Patch Set 1: Code-Review+2
(2 comments)
Patchset:
PS1: Yeah, I've been wondering about this too. It's probably a good idea. My only concern is that there's nothing really preventing your thread from running over the end of the stage in that case. It might be a good idea to add a check somewhere in payload_run() to make sure there are no more running threads in the background.
File src/lib/thread.c:
https://review.coreboot.org/c/coreboot/+/56351/comment/58a6f291_baa1d756 PS1, Line 325: printk(BIOS_ERR, "thread_run() No more threads!\n"); This is a bit off-topic for this patch, but I'm wondering if the better answer here would be to wait and yield until a new thread slot becomes available.
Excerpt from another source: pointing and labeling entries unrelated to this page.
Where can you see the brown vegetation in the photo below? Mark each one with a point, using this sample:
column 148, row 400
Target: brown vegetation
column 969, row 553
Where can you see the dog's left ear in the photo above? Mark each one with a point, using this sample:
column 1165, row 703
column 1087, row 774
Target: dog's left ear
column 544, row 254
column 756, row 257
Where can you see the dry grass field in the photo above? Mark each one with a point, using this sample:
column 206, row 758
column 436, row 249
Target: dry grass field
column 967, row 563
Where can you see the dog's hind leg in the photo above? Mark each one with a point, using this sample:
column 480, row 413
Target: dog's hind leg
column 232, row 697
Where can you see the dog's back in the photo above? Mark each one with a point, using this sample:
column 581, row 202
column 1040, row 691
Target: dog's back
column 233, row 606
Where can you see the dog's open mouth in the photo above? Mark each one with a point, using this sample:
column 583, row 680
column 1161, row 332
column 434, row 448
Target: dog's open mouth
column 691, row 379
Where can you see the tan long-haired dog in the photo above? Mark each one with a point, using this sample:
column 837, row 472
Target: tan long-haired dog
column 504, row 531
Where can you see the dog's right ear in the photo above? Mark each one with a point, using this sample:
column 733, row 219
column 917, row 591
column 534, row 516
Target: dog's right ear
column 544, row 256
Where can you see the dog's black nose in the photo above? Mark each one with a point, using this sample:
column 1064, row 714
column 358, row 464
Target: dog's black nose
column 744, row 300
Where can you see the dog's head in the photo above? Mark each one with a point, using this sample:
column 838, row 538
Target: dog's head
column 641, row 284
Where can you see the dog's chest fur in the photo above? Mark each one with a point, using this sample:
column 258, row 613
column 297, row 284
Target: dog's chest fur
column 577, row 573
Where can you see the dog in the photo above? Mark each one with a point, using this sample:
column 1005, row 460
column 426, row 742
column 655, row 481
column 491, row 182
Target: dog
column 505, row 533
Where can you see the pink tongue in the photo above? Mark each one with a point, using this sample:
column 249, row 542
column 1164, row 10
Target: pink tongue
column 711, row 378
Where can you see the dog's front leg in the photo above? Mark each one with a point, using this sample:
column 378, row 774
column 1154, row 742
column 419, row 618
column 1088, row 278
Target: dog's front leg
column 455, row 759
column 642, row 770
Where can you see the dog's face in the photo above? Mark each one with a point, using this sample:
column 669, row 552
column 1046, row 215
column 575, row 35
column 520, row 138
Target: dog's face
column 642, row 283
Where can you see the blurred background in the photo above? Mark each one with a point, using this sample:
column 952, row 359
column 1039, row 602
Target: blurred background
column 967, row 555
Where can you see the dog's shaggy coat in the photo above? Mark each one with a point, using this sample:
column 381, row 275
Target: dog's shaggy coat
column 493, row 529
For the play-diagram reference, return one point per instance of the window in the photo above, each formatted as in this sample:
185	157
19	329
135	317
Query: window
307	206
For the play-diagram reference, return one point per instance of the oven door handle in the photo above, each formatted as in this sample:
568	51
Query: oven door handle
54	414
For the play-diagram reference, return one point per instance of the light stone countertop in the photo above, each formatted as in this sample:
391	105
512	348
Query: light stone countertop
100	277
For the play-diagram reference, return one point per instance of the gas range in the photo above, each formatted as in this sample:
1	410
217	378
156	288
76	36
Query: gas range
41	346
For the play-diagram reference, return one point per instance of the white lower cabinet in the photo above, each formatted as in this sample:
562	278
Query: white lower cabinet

With the way your thread_join() and the automatic termination and the storing the result in the thread_handle works now, it would be easy to accidentally spawn more threads over the course of the ramstage than CONFIG_NUM_THREADS, and it might be fine during testing because one of the threads terminates (even though its thread_join() hasn't been reached yet) before the other one starts. But then later patches or other external factors might introduce a tiny timing change, and suddenly that thread does not terminate before the next one tries to run. We would want to make sure that the system doesn't just fail to boot in that case (which is what returning -1 here would probably do most of the time), so I think printing a BIOS_WARNING and waiting until a thread slot frees up would be the best option.